Why is vocabulary development so important for 11 Plus success

If you do an analysis of past papers or do exit interviews with children (as we have done to help us understand CEM tests and GL tests) you will find that ALL 11 Plus exams that feature either Verbal Reasoning or English tests are heavily slanted towards rewarding those children with the strongest vocabulary.

In some cases questions which involve vocabulary or spelling knowledge can account for over 30% of the overall marks.

Children with a wide vocabulary will do better than other children regardless of how much technique development the other children might do. The performance difference is most marked in the following areas:

Text Comprehension– Children with a wide vocabulary often read more accurately and quickly and can deal with more complicated sentence construction. Children with a wider vocabulary are more likely to score more marks AND do these tests more quickly.

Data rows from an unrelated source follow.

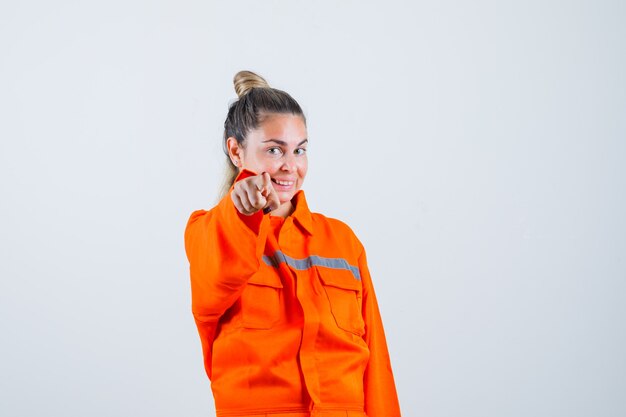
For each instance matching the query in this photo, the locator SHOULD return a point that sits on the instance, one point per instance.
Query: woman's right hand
(255, 193)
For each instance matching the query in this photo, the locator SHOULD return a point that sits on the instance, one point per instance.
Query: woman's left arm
(381, 398)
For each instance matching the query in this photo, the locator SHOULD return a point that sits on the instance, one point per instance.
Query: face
(278, 147)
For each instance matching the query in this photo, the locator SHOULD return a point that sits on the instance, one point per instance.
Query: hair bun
(246, 80)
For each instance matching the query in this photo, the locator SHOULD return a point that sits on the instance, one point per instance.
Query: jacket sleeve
(381, 399)
(224, 249)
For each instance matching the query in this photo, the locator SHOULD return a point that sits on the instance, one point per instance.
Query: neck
(284, 210)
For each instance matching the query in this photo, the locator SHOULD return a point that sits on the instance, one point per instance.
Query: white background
(476, 148)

Vocabulary testing within English Papers– Often these papers (particularly for Independent School entry) will include vocabulary tests (sometimes based on a piece of text). Children with a wide vocabulary will naturally be better positioned to do well.

CLOZE tests– Technique has little importance with these tests, those children who have been exposed to the words in the test more frequently (those with greater vocabulary breadth) are more likely to complete the test more quickly and score higher marks.

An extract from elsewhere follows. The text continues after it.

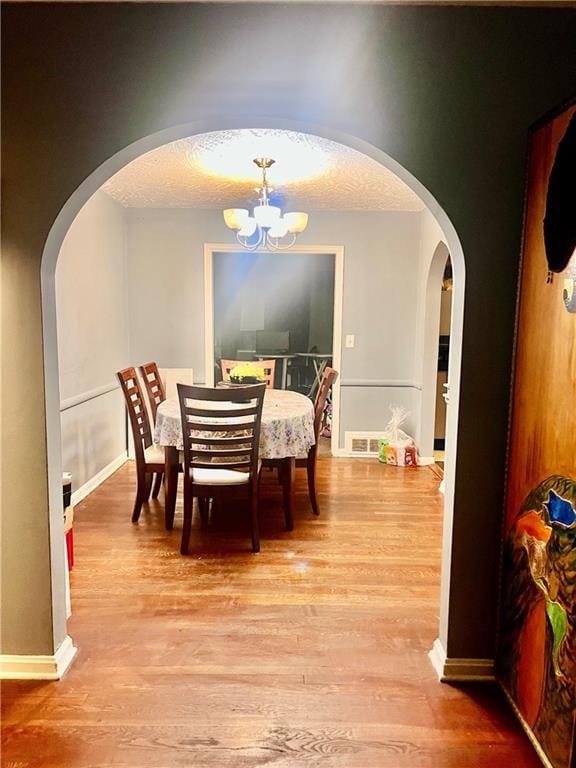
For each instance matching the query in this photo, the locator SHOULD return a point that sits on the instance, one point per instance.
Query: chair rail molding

Other forms of verbal reasoning test: Synonyms, Antonyms, Odd word out, Multiple meanings. Again these tests require little technique so those children with a wider vocabulary will do better.

Why is vocabulary development so difficult to deliver?

The short answer is that it is such a broad subject area that you just cannot buy a ‘how to’ book and expect to tick it off, neither will doing a succession of test papers help in any real way.

It remains a fact though, that children with a broad vocabulary and excellent spelling skills are much more likely to pass the 11 Plus than those who have ‘normal’ levels of development.